From the explanations above as well as from Maria Zambrano’s extract we can infer that hope seems to be the sole catalyst that allows for our incomplete drafts we are born with to be transformed into our perfect selves through time. The said concept seems to be tightly nit with time itself as the very function of hope is to project an ideal or at least an optimistic view of the future, the subset of time not yet having become real. A counterargument to the thesis that hope is indispensable to reach a state of true happiness is that it only provides an optimistic view of the future without considering the obstacles commonly posed by reality. Some may feel that a realistic view of life would be more appropriate to reach this goal as it enables us to make more balanced decisions and, most importantly, it doesn’t lead to a sense of disappointment after having gone the wrong way. However, this critique does not take two important premises into account, them being the final goal of becoming one’s true self and the uncertainty of the future. While a sober, realistic view might at first glance present itself as the best one in achieving true happiness, making one seemingly informed decision at a time, in reality it is impossible to make a decision without a plan, a final goal in mind. Moreover, as the future is uncertain, any waypoint ahead is unknown and, thus, open to interpretation by the individual. One cannot possibly rely on realism beyond the present: any attempt at successfully navigating time necessarily needs a metaphorical compass, a constant sense of directionality independent from the circumstances of reality.
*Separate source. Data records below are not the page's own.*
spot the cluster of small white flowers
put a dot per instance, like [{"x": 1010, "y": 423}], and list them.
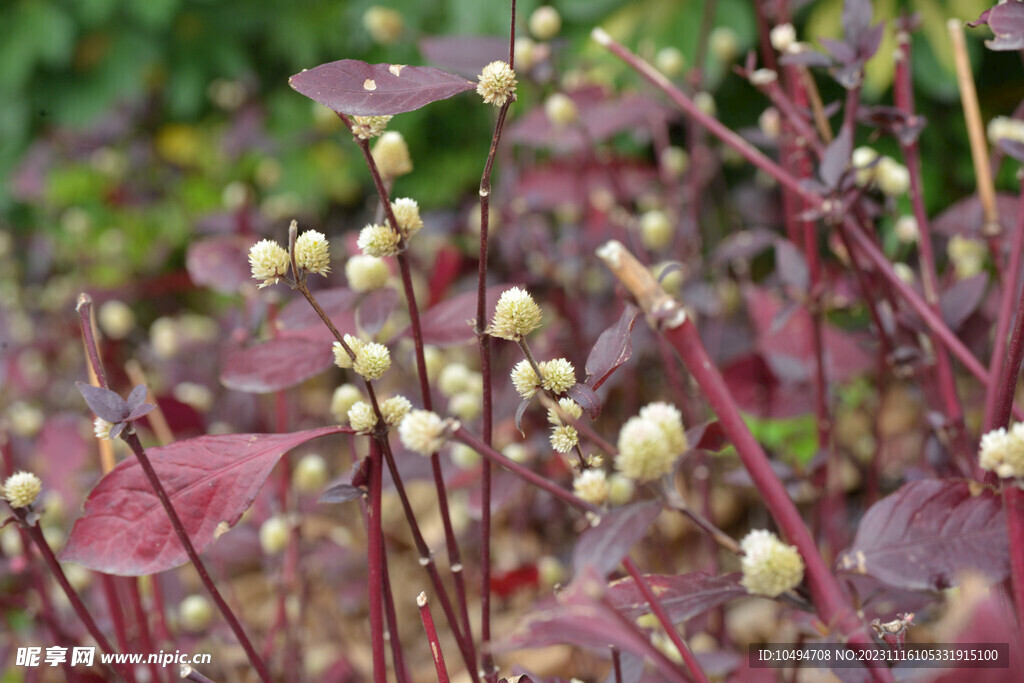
[
  {"x": 20, "y": 488},
  {"x": 312, "y": 252},
  {"x": 366, "y": 127},
  {"x": 407, "y": 212},
  {"x": 516, "y": 314},
  {"x": 423, "y": 432},
  {"x": 967, "y": 255},
  {"x": 379, "y": 241},
  {"x": 592, "y": 485},
  {"x": 564, "y": 438},
  {"x": 361, "y": 417},
  {"x": 391, "y": 155},
  {"x": 770, "y": 566},
  {"x": 1006, "y": 128},
  {"x": 1003, "y": 452},
  {"x": 268, "y": 261},
  {"x": 366, "y": 273},
  {"x": 497, "y": 83}
]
With the universal goal of happiness and self-fulfillment in mind, optimism results as being the only option on the road leading to it: only hope is able to give a general purpose to the journey that is undertaken. In a world delineated by both time, in which the future is, unlike the present, yet to come and uncertain, and the strives for happiness and to finally, one day, fulfill our drafted self, hope is the only possible way of adhering to both, it is the sole catalyst enabling our rebirth

In light of the above, the very existence of hope rests upon the notion that although what is to come may ultimately be undetermined, every single one of us is still able to achieve their dreams with enough of it, regardless of the sheer number obstacles a realistic view may signal to us. With this in mind, the act of hoping becomes the substance of our life, literally what stands underneath it, what enables its purpose in the first place. As we are bound to follow the directionality of time, hope is what stimulates us to change for the better and not for the worse, it is what encourages us to build rather than to surrender to erosion and entropy. Furthermore, it also constitutes the driving force of philosophy as it fuels the hope for what is truthful, just and beautiful. It is ultimately what keeps us alive, as it is what guides us to our most sincere dreams as long as we choose to follow it. Hope is necessarily based on uncertainty, yet it also provides us the certainty that we need for our future. We build our future by ourselves, but hope contains all the approximate instructions and purposes we must follow to reach happiness in it. To follow these instructions, nevertheless, is nothing more and nothing less than a choice.